Defence analysis: Not much cheer in new Cabinet

24 Sep 2015

ROSS EASTGATE TOWNSVILLE BULLETIN SEPTEMBER 23, 2015

THE cheers greeting Stuart Robert’s ministerial elevation to Veterans’ Affairs barely drowned out the stale champagne fizz from the Canning by-election victory leftovers.

Even that momentary euphoria evaporated when it became obvious Robert had also been given responsibility for Human Services, covering a broad range of social and health services including Centrelink, Medicare and Child Support.

Veterans’ concerns that their hard won entitlements would eventually be subsumed into the “social security” pool have been realised thanks to Turnbull’s new ministry.

This is every veteran’s worst nightmare but the federal bureaucracy’s treasured goal.

Indeed the wider Defence community’s reaction has been less than enthusiastic about Turnbull’s Defence ministerial appointments.

With serially under­performing defence ministers, the community had hoped for a better deal.

Marise Payne’s appointment has been generally welcomed, even by the Australian Defence Association’s usually forensically critical executive director Neil James, who noted her long enthusiasm for defence and security issues, as well as her related committee experience.

While Kevin Andrews had also been regarded as a steady if personally bland hand on the tiller, it’s not a hard act to ­improve on.

Labor’s Steven Smith could barely conceal his contempt for uniformed personnel while his hapless fellow West Australian, Liberal David Johnston, blundered from one political error to the next.

Mal Brough, recycled both as an MP and minister, now has Defence Science and Personnel. Neither Robert nor Brough, both ex-ADF members, have inspired hope of a more robustly sympathetic approach to veterans’ representations any time soon.

Without that baggage, Darren Chester remains an unknown quality.

What is it about former ­uniformed Defence personnel whose political ambitions have been fulfilled, who then abandon all their former principles in favour of self interest?

Former Labor Minister for Defence Materiel Colonel (R) The Honourable Dr Mike Kelly AM paid the price for choosing political advantage above loyalty to the wider Defence community.

Robert has demonstrated similar tendencies, while Brough’s previous performance as Assistant Defence Minister 2003-04 suggests he will also follow suit.

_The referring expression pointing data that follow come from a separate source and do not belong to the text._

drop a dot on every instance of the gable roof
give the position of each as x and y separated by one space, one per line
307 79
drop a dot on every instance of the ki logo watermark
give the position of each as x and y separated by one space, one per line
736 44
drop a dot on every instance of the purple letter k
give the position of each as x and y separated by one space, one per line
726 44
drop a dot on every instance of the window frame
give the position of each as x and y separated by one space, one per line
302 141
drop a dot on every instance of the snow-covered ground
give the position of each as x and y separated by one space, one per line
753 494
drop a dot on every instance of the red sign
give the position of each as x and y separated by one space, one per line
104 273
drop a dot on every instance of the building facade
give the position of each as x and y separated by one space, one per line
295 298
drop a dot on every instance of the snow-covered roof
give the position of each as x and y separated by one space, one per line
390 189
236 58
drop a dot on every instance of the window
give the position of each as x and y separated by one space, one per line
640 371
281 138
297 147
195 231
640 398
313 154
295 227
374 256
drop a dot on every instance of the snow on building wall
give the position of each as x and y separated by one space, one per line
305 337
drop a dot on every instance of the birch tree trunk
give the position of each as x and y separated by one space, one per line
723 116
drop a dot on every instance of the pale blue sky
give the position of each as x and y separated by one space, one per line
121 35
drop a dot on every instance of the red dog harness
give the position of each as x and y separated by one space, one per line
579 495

Elected in 2007, Stuart Robert was Shadow Minister for Defence, Science, Technology and Personnel and from 2013 succeeded Kelly as the retitled Assistant Minister for Defence in the Abbott Government.

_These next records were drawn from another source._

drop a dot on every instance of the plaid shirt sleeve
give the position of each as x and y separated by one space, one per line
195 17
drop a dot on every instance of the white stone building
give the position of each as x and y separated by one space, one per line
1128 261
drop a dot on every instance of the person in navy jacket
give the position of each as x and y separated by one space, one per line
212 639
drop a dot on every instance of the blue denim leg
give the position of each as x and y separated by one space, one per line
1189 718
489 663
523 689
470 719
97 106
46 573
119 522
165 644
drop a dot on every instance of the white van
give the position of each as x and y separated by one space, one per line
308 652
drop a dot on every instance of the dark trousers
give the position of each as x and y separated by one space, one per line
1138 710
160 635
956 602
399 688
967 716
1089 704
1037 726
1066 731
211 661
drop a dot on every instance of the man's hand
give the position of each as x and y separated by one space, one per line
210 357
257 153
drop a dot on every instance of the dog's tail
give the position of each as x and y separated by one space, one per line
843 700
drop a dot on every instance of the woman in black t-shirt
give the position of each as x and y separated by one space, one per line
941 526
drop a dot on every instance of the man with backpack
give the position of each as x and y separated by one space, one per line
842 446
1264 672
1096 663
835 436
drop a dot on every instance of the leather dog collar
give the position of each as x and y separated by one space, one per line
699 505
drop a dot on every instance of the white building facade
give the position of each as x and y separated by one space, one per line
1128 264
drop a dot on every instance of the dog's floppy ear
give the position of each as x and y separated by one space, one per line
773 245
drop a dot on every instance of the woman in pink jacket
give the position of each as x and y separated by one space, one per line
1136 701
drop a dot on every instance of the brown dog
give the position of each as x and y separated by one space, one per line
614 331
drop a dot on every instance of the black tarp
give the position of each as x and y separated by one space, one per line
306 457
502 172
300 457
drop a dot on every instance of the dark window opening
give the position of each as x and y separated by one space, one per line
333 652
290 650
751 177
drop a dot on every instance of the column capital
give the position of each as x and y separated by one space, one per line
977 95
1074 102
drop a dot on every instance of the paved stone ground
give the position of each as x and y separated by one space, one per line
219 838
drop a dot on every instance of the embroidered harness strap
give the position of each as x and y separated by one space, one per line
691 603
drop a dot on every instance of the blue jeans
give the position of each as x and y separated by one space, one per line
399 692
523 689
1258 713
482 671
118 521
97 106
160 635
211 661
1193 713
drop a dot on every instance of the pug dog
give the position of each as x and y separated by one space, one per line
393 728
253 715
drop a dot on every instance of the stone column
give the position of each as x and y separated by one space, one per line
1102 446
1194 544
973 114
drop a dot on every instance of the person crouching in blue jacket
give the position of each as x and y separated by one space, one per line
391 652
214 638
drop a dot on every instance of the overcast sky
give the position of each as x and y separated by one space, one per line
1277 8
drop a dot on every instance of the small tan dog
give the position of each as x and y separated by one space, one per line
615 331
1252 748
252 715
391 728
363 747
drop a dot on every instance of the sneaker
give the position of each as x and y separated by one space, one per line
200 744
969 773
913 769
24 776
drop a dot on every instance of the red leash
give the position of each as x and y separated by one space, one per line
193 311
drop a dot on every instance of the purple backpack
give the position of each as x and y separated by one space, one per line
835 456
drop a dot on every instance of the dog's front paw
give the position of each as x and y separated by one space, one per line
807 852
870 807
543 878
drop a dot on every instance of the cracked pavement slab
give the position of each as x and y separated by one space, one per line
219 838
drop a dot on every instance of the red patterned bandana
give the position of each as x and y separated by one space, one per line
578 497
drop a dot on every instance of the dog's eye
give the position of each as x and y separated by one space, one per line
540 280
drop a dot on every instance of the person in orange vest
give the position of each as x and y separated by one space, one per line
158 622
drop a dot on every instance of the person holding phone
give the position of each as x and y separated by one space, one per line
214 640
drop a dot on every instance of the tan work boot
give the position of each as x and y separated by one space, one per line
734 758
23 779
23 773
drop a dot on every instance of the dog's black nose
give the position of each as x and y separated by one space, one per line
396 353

In that role he significantly disappointed the Defence community who approached him with genuine grievances by simply regurgitating the same bureaucratic responses his predecessor had offered.

Indeed, it is not for nothing he is known instead as the Minister for Self-Promotion.

Bundaberg raised, ADFA and RMC educated Robert served as an intelligence officer – perhaps as remote as it is possible to be from the aspirations and needs of junior frontline soldiers.

One of several government Pentecostal Christians, Robert may discover veterans will not turn the other cheek when their representations are summarily dismissed in a mist of negative, banal bureaucratese.

With the veteran community being bundled under the same ministerial umbrella as Centrelink and Medicare, but having to fight harder for entitlements, it seems there will be no champagne corks popping for some time to come.